Runtime: looks up by email, compares the password against password_hash (constant-time), mints a fresh JWT.

sessionTtlSec defaults to 24 hours; max 7 days.

Using the session

Section titled “Using the session”

The client sends the token on subsequent calls:

POST /tasks/create
Authorization: Bearer <jwt>
Content-Type: application/json


{ "title": "buy milk" }

Endpoints with auth: "session":

  • Reject the call with 401 if the bearer is missing, malformed, expired, or signed with a different key.
  • Populate $user_id, $user_email, $session_iat from the verified claims before binding ?.

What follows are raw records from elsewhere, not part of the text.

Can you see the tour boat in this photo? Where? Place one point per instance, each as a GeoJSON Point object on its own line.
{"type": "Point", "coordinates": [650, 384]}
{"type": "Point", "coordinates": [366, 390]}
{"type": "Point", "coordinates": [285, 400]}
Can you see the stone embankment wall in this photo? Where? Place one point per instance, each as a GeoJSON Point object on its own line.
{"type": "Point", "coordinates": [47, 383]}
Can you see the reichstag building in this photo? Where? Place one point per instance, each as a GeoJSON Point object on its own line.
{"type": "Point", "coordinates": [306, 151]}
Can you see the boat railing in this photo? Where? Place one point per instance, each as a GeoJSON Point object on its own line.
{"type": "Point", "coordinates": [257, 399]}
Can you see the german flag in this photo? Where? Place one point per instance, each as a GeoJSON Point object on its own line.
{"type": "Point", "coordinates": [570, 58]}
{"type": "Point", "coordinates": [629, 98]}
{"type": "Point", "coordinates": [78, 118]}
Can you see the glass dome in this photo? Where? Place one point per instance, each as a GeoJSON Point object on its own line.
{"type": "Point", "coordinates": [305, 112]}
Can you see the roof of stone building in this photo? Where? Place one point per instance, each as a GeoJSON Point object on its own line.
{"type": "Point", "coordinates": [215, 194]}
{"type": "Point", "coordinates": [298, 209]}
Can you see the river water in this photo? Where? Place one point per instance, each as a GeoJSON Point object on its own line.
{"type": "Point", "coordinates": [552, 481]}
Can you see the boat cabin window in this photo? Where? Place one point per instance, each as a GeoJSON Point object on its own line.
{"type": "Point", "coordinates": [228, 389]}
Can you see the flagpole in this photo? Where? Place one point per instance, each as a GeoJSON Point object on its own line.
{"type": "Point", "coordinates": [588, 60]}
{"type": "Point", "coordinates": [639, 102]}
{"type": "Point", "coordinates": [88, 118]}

So the mutation doesn’t need to trust client input for ownership:

{
  "kind": "mutation",
  "auth": "session",
  "sql": "UPDATE tasks SET title = ? WHERE id = ? AND user_id = ?",
  "input": [
    { "name": "title", "type": "text", "required": true },
    { "name": "task_id", "type": "integer", "required": true },
    { "name": "$user_id", "type": "integer" }
  ],
  "output": "rows_written"
}

Password hashing

Section titled “Password hashing”

pbkdf2_sha256$210000$<salt_b64>$<hash_b64> — same format Django / passlib use, so existing tooling works for offline migration. The 210k-iter cost is set in @persql/endpoint-runtime and applied to every signup.

When to roll your own

Section titled “When to roll your own”

The built-in auth covers email + password. For OAuth, magic links, or multi-factor, write a server that owns the auth ceremony and hits PerSQL’s /v1 API for the data side — then mint your own JWT or issue a session cookie from your own app.